Some of this stuff is working today, (see example for california at ontology semantic wiki page [2]). When it matures, it is surely something that future contributors to Genealogy wikia will want to begin to use. Note that any it is just another wikitext operator, and this doesn't impose any radical demands on authors. It can be ignored by the majority of contributors, but I expect will gradually gain many converts simply due to time savings. It can be used in an evolutionary way, and I expect the transition will be fairly gradual, with a mixture of usage of hardcoding versus re-using data. This will suit wikia managers very well, because the server loading created by complex templates using such queries are not well understood. It could be that caching will make it a non issue, but note that data dependencies are multiplied. Change the data declaration father is:: relation for William the conquerer, and you could potentially invalidate the cached pages of hundreds and hundreds of pages using this information. It's also impossible to predict what the issues are with vandals. The same issue arose when wikipedia first started, (the objection was that allowing users great power will mean they will abuse it)- come to think of it, I think the nobility said the same thing about allowing the rabble to vote. Anyhow, a gradual transition allows everyone to learn and adapt.

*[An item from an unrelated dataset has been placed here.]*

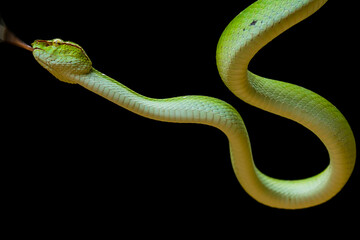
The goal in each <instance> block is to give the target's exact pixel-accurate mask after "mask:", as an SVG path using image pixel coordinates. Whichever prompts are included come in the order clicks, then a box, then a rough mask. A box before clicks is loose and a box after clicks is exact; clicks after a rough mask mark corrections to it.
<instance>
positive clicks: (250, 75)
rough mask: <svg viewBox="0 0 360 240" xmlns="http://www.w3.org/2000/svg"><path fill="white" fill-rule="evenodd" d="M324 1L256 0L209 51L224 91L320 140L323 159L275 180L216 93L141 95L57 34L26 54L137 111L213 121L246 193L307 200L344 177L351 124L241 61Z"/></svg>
mask: <svg viewBox="0 0 360 240" xmlns="http://www.w3.org/2000/svg"><path fill="white" fill-rule="evenodd" d="M325 2H326V0H258V1H256V2H254V3H253V4H252V5H250V6H249V7H248V8H246V9H245V10H244V11H242V12H241V13H240V14H239V15H238V16H236V17H235V18H234V19H233V20H232V21H231V23H230V24H229V25H228V26H227V27H226V29H225V30H224V32H223V34H222V35H221V37H220V40H219V43H218V46H217V52H216V61H217V67H218V71H219V73H220V76H221V78H222V80H223V81H224V83H225V85H226V86H227V87H228V88H229V89H230V91H231V92H233V93H234V94H235V95H236V96H237V97H239V98H240V99H242V100H243V101H245V102H247V103H249V104H251V105H253V106H256V107H258V108H260V109H263V110H265V111H268V112H271V113H274V114H277V115H280V116H282V117H285V118H288V119H291V120H293V121H296V122H298V123H300V124H301V125H303V126H305V127H306V128H308V129H309V130H311V131H312V132H314V133H315V134H316V135H317V136H318V137H319V138H320V140H321V141H322V142H323V143H324V145H325V146H326V148H327V150H328V153H329V157H330V161H329V165H328V167H327V168H326V169H325V170H324V171H322V172H321V173H319V174H317V175H315V176H313V177H310V178H306V179H300V180H281V179H275V178H272V177H270V176H267V175H265V174H263V173H262V172H260V171H259V170H258V169H257V168H256V166H255V164H254V161H253V157H252V153H251V146H250V141H249V136H248V133H247V130H246V128H245V125H244V122H243V120H242V118H241V116H240V115H239V113H238V112H237V111H236V110H235V109H234V108H233V107H232V106H231V105H229V104H228V103H226V102H224V101H222V100H219V99H217V98H212V97H207V96H181V97H174V98H168V99H154V98H149V97H145V96H143V95H141V94H139V93H137V92H135V91H133V90H131V89H129V88H127V87H126V86H124V85H123V84H121V83H119V82H118V81H116V80H114V79H112V78H110V77H108V76H106V75H105V74H103V73H101V72H99V71H97V70H96V69H94V68H93V67H92V63H91V60H90V59H89V57H88V56H87V55H86V53H85V51H84V50H83V49H82V48H81V47H80V46H79V45H78V44H76V43H73V42H69V41H63V40H61V39H54V40H36V41H35V42H34V43H33V44H32V47H33V55H34V57H35V59H36V60H37V61H38V62H39V63H40V65H41V66H43V67H44V68H45V69H47V70H48V71H49V72H50V73H51V74H53V75H54V76H55V77H56V78H58V79H59V80H61V81H63V82H67V83H76V84H79V85H81V86H83V87H85V88H86V89H88V90H90V91H92V92H94V93H96V94H98V95H100V96H102V97H104V98H106V99H108V100H109V101H111V102H114V103H115V104H117V105H119V106H121V107H123V108H125V109H128V110H129V111H131V112H134V113H136V114H138V115H141V116H143V117H146V118H150V119H154V120H158V121H165V122H175V123H199V124H206V125H210V126H214V127H216V128H218V129H220V130H221V131H222V132H223V133H224V134H226V136H227V137H228V140H229V145H230V155H231V162H232V166H233V169H234V171H235V174H236V177H237V179H238V181H239V182H240V184H241V185H242V187H243V188H244V189H245V191H246V192H247V193H248V194H249V195H251V196H252V197H253V198H254V199H255V200H257V201H258V202H260V203H262V204H265V205H268V206H271V207H275V208H284V209H299V208H307V207H312V206H315V205H318V204H321V203H323V202H325V201H327V200H329V199H331V198H332V197H333V196H335V195H336V194H337V193H338V192H339V191H340V190H341V189H342V187H343V186H344V185H345V184H346V182H347V181H348V179H349V177H350V175H351V173H352V171H353V169H354V165H355V158H356V150H355V148H356V146H355V139H354V136H353V133H352V130H351V128H350V126H349V124H348V122H347V120H346V119H345V118H344V116H343V115H342V114H341V113H340V112H339V110H338V109H337V108H336V107H335V106H333V105H332V104H331V103H330V102H328V101H327V100H326V99H324V98H323V97H321V96H319V95H317V94H316V93H314V92H312V91H310V90H307V89H305V88H302V87H300V86H296V85H294V84H290V83H286V82H282V81H277V80H272V79H268V78H264V77H261V76H258V75H256V74H254V73H252V72H250V71H248V64H249V62H250V60H251V59H252V58H253V56H254V55H255V54H256V52H258V51H259V50H260V49H261V48H262V47H263V46H264V45H266V44H267V43H268V42H270V41H271V40H272V39H274V38H275V37H276V36H278V35H279V34H281V33H282V32H284V31H285V30H287V29H288V28H290V27H292V26H293V25H295V24H296V23H298V22H300V21H302V20H303V19H305V18H307V17H308V16H310V15H311V14H313V13H314V12H316V11H317V10H318V9H319V8H320V7H321V6H322V5H323V4H325ZM279 151H281V149H280V150H279Z"/></svg>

Other explorations of interest:

  • Microformats and genealogy information [3]
  • Inline queries using Semantic mediawiki extension [4]
  • Meta's article on the extension: Semantic MediaWiki


For the foreseeable future, we cannot predict how the data representation formats of the genealogy community will evolve, and can only adapt along with them. At some point, it is inevitable that Genealogy wikia will have a data mass sufficent to earn us a seat at the table so that we may positively influence such evolution.


For the near term, we should encourage folks to encode information using standard templates such as Template:Person. This will help the future upgrade of the data to representations such as the above.


Secondly, an important point was made by Askin on his page. A fundamental issue with data interchange is making sure that the Person A in an input file corresponds to the Person B with the same name, birthdate, birth location but different parent than person A. Jay Askin noted that globally unique identifiers have been in use by LDS for some time to deal with this. Askin considered the use of the AFNs (ancestry file numbers) to deal with that issue. The problem he noted is that the mechanism for creating new ones is controlled by the LDS organization, and it is not clear how open that process is to other contributors. Perhaps it is no big deal- that if LDS would parcel off authority for ranges of numbers and trust other organizations (eg genealogy wikia) to see that they are being used properly, then that seems like it would be acceptable.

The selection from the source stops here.